Conflict is part for the course
Of course, there is conflict every now and then, but compared to other centres and hostels Berlin-Wilmersdorf has not had to deal with any major confrontations between the various nationalities. One reason for this could well be the fact that the refugees are accommodated in individual rooms and not in one large hall.Nevertheless, refugees and helpers both report that there are tensions, above all among young men. Many of them are under enormous pressure to make it in Germany. Even if violence was a part of everyday life in the countries they come from - clearly defined limits have to be adhered to in the centre, explains Philipp Bertram, who himself started as a voluntary helper and is now the deputy director of the centre. He said that prejudices are normal - you find them anywhere you find people.
Christmas for different religions
So what do Muslim refugees do when Christmas is being celebrated in Berlin?
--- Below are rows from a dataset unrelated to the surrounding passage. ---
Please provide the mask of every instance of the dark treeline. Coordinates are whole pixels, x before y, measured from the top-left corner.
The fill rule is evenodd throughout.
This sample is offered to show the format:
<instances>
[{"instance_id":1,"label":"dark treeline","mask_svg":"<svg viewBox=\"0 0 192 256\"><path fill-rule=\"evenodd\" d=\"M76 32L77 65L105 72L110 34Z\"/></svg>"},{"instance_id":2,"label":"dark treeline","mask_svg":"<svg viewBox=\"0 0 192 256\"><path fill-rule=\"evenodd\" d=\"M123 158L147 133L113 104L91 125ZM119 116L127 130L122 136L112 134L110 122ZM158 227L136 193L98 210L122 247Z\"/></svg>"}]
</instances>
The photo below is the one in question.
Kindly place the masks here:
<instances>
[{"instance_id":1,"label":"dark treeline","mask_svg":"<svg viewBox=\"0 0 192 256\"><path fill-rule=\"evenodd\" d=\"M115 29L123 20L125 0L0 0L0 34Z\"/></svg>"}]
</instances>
A group of Jewish volunteers are planning to come into the centre on the holidays to fill in for the Christian helpers, just as they did on Mitzvah Day - the day of doing good deeds. After all, Christmas does not have any religious meaning either for Muslims or Jews. The fact that followers of both these religions are hostile to each other in other parts of the world has so far not played a role at the centre in Berlin.Volunteer Heike has also had some good experiences with encounters like this. At Heike’s birthday party her new friend, Hend, met an Israeli woman. Although the two women come from countries that border on each other, the encounter in Berlin was for the Syrian woman the first contact with a Jew. “They got on like a house on fire,” said Heike.